Human basophil expression profiles (in vitro) (Ref12)

Human basophils were examined in vitro for changes in their mRNA expression profiles during stimulation under a variety of conditions. Basophils were obtained from two sources prior to purification, residual cell packs from leukapheresis procedures (which represent the 80% of the sample results) or by venipuncture. For cells obtained by leukapheress, purification included application of elutration, 2-step Percoll gradients and negative selection on Miltenyi columns using StemSep basophil isolation antibodies (see J. Immunol. Methods, 385:51, 2012). For cells obtained by venipuncture, purification included application of 2-step Percoll gradients following by negative selection on Miltenyi columns using StemSep basophil isolation antibodies.
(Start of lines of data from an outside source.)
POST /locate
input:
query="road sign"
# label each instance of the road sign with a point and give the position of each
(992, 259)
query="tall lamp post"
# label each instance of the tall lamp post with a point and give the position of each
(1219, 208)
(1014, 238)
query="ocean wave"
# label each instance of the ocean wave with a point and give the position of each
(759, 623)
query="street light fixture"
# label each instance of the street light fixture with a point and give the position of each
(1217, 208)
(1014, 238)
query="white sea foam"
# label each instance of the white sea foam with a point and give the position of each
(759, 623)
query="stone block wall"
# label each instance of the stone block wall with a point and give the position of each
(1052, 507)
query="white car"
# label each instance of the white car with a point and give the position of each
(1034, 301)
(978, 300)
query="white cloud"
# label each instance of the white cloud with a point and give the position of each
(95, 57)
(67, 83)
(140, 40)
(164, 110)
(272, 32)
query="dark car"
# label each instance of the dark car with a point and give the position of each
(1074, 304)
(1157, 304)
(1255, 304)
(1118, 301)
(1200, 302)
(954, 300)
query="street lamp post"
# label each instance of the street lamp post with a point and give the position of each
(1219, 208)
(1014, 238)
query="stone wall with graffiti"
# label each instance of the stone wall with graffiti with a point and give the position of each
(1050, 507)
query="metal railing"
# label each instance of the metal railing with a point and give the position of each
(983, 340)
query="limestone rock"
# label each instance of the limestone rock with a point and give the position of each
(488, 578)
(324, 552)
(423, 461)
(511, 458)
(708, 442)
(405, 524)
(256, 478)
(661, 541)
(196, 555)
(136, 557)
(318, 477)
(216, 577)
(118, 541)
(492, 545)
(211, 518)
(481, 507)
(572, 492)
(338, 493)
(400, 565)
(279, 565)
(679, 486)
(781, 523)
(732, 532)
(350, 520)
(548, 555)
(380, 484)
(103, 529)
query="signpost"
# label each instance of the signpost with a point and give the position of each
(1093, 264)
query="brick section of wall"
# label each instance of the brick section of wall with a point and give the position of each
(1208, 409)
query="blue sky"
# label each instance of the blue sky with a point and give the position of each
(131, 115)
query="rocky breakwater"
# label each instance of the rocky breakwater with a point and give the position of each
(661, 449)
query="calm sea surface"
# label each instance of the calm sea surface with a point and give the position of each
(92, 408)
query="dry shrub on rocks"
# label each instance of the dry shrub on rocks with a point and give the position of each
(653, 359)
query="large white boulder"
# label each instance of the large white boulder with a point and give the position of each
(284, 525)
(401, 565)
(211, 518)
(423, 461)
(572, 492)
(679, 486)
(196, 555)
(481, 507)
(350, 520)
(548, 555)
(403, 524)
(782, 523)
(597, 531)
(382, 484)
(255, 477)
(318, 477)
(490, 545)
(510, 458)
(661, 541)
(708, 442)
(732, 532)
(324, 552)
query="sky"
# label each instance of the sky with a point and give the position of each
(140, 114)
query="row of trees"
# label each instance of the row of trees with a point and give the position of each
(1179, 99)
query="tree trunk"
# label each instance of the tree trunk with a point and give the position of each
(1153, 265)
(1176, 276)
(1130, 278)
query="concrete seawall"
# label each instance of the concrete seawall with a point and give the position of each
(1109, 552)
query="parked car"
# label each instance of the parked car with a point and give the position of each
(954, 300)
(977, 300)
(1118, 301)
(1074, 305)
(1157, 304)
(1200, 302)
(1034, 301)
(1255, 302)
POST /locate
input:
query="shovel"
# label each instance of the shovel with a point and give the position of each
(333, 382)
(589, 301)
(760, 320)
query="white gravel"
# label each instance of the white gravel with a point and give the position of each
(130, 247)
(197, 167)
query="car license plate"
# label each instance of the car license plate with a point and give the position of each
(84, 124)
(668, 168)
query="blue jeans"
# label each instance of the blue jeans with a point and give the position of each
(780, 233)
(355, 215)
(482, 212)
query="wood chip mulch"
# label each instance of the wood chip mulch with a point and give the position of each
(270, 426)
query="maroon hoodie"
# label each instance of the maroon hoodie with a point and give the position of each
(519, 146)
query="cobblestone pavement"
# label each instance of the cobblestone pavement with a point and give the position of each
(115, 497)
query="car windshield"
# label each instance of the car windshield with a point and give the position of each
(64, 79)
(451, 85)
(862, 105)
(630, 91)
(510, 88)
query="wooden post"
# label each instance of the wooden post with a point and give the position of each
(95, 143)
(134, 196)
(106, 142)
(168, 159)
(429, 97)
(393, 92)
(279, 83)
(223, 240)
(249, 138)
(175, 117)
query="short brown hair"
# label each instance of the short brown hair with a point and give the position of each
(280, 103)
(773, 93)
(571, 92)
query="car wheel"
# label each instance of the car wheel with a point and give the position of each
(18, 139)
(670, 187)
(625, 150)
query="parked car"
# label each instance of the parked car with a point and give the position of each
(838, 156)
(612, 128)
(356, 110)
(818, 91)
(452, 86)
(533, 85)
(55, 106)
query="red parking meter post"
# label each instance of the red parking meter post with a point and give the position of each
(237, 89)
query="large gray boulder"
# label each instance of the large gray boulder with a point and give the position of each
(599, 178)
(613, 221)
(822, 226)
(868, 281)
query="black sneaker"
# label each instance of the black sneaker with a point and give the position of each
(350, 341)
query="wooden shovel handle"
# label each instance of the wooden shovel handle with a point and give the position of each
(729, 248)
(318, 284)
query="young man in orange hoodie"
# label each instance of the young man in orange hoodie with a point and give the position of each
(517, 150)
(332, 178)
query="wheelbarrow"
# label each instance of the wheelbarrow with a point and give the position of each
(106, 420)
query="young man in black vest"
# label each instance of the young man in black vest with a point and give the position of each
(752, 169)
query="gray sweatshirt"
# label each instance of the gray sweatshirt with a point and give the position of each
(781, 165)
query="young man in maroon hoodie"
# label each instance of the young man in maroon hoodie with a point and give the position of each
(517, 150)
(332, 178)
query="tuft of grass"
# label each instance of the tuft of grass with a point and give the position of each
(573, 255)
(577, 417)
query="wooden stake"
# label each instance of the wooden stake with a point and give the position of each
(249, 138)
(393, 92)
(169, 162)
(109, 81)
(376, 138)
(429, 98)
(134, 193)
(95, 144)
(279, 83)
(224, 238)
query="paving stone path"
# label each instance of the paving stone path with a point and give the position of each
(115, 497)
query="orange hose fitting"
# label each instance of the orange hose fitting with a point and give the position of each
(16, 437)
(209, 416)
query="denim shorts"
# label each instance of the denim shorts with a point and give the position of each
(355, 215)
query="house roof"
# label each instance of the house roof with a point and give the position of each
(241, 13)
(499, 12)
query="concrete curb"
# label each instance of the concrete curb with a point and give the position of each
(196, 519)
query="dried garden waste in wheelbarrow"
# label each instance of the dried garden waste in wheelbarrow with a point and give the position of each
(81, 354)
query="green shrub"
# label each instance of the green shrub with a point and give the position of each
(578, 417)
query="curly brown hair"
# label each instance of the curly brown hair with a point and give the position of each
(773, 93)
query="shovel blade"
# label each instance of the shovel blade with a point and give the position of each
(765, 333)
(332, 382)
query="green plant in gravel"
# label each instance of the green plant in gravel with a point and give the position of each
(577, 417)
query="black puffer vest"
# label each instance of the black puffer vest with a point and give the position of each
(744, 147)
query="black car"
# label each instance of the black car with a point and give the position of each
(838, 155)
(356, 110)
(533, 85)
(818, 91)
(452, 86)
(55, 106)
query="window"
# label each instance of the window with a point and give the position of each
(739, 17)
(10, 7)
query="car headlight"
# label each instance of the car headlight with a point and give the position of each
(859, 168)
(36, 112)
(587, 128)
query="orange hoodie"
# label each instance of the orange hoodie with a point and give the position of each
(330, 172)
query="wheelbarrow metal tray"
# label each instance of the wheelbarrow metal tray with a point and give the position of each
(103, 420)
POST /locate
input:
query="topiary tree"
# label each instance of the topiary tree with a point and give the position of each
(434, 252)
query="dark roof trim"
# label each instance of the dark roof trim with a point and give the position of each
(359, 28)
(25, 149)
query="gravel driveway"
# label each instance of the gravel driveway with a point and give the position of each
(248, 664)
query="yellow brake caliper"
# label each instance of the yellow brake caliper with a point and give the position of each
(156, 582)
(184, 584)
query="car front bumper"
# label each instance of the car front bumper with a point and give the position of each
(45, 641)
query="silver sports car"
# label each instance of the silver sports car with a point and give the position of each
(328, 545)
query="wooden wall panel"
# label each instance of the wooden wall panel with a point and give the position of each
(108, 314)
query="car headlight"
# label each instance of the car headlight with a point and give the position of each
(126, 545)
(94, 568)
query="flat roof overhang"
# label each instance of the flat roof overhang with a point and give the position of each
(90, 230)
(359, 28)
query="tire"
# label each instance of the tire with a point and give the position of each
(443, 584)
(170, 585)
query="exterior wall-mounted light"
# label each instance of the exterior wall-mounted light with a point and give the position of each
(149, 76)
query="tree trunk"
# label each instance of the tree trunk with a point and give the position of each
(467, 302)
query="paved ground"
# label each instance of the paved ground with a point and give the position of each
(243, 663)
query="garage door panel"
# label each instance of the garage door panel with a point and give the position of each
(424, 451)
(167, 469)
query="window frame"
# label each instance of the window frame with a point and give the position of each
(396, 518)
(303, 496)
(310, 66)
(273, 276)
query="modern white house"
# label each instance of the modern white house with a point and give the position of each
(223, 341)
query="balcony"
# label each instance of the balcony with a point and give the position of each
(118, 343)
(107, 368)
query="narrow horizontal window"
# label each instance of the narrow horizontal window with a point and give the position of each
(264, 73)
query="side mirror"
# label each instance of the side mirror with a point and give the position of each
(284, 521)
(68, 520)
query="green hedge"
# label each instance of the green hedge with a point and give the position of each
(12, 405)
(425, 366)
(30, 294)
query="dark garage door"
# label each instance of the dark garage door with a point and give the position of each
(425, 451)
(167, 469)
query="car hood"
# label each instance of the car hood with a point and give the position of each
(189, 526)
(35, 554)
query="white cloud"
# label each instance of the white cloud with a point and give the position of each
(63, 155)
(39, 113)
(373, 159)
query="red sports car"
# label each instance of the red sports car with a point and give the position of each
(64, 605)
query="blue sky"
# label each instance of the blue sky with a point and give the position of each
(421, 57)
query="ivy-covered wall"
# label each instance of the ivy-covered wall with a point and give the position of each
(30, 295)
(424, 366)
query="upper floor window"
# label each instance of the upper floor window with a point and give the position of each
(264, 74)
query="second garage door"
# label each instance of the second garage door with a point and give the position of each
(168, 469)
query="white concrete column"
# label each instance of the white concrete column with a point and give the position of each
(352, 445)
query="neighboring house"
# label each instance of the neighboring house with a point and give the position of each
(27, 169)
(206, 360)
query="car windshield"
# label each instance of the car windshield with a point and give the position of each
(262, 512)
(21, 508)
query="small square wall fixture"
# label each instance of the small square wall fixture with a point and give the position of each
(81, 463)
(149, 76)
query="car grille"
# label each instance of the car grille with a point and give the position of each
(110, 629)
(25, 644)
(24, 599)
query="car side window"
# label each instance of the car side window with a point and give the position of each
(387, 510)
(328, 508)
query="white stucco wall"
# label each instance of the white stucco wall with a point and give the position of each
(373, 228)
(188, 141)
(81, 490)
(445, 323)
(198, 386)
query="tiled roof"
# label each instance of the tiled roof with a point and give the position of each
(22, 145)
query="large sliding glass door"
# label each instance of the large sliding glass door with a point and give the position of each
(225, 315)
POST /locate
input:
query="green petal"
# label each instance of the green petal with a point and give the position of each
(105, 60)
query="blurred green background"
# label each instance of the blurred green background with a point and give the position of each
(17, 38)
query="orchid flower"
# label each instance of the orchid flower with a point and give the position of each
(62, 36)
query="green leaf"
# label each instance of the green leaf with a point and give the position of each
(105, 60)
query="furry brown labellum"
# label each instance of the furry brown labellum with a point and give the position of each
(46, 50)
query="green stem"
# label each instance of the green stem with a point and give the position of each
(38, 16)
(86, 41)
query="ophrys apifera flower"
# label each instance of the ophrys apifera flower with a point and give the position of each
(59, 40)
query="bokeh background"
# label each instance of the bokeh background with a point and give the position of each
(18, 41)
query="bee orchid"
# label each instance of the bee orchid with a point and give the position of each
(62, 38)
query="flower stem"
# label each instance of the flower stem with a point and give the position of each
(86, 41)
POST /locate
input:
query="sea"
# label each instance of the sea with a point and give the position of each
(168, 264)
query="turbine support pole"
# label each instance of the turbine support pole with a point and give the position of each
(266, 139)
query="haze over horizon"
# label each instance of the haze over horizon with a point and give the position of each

The time from subject donation to the start of an in vitro study (first lysis for mRNA) ranged from 6-7 hours for leukapheresis packs to 4-5 hours for venipuncture. Basophil purities averaged 99% for these studies. For most of the studies, purified basophils were incubated in RPMI-1640 media supplemented with human serum albumin (0.03%), 20 µg/ml gentamycin and glutamine (as glutamax) for several hours to 3 days depending on the stimulus. For most experiments, the day 0 lysis acted as the initial control in order to examine profiles for changes due to simple culture. The study included stimulation with interleukin-3, inteleukin-33, interleukin-5, interleukin-2, nerve growth factor, anti-IgE antibody (6061P, Hybridoma Labs, Maryland) or fmet-leu-phe (FMLP) and the sample title indicates the mode and length of stimulation. Basophils were isolated from peripheral blood, purified to high homegeneity (99%), and stimulated in vitro.